Alloy — Tournament Consensus

N biased planners compete in parallel. A synthesizer blends their best material into one plan, surfaces every tradeoff, and records which variant contributed which phase. Everything downstream is identical to Cast.

METISStage 3Prometheus-Alloybias=correctnessPrometheus-Alloybias=minimalistPrometheus-Alloybias=defensivePrometheus-Alloybias=performancePrometheus-Alloybias=uxxargs -P (parallel)SYNTHESIZERblend + provenanceMOMUSaudits blendATLASemit / re-loop

Seven lenses, one task

Every Prometheus-Alloy variant receives the same Metis directives and the same probe report — but a different lens. The lens is a single word that shifts what the planner optimizes for.

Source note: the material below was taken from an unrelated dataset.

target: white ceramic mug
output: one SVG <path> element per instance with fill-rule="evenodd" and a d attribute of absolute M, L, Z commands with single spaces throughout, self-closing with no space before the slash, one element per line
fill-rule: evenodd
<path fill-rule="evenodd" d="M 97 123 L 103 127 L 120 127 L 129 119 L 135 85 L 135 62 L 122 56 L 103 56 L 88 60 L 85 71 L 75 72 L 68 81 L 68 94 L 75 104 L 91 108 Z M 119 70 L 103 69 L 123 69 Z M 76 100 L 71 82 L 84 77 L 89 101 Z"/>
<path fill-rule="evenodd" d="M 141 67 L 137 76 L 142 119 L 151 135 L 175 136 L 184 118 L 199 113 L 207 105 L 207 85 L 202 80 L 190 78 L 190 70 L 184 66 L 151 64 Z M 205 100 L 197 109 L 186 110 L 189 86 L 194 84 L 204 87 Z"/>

BiasOptimizes forTends to produce
correctnessExhaustive gate tests, phased rollout, every success criterion measurableLong plans with explicit acceptance tests at every phase
minimalistSmallest viable plan, strip ceremony, YAGNI to the boneShort plans, few files, minimum viable phases
defensiveRollback at every phase, checkpoint before risk, fail-safe defaultsPlans with backwards-compat envelopes and feature flags
performanceVendor only what's used, prune speculative infra, hot-path awarenessPlans that remove things as often as they add things
uxStatus-line progress, helpful error messages, friendly failure pathsPlans with explicit error-message phases and telemetry
verificationInstrument-before-theorize, reproducibility, every claim a metricPlans that add observability as a phase-0 prerequisite
migrationEvery breaking change has a migration step, backwards compat, version gatesPlans with dual-read / dual-write transition phases
N selection: configurable via --versions N in range [2, 7]. Default is 5. The plugin refuses --versions 1 ("use Cast for single-planner work") and --versions 8+ ("synthesizer signal-to-noise collapses beyond 7").
NBiases included
2correctness, minimalist
3correctness, minimalist, defensive
5 (default)correctness, minimalist, defensive, performance, ux
7all five plus verification and migration

What the Synthesizer evaluates

The Synthesizer reads all N variant plans and scores each section against a shared rubric. It does not pick one variant as the winner — it picks the strongest section from each.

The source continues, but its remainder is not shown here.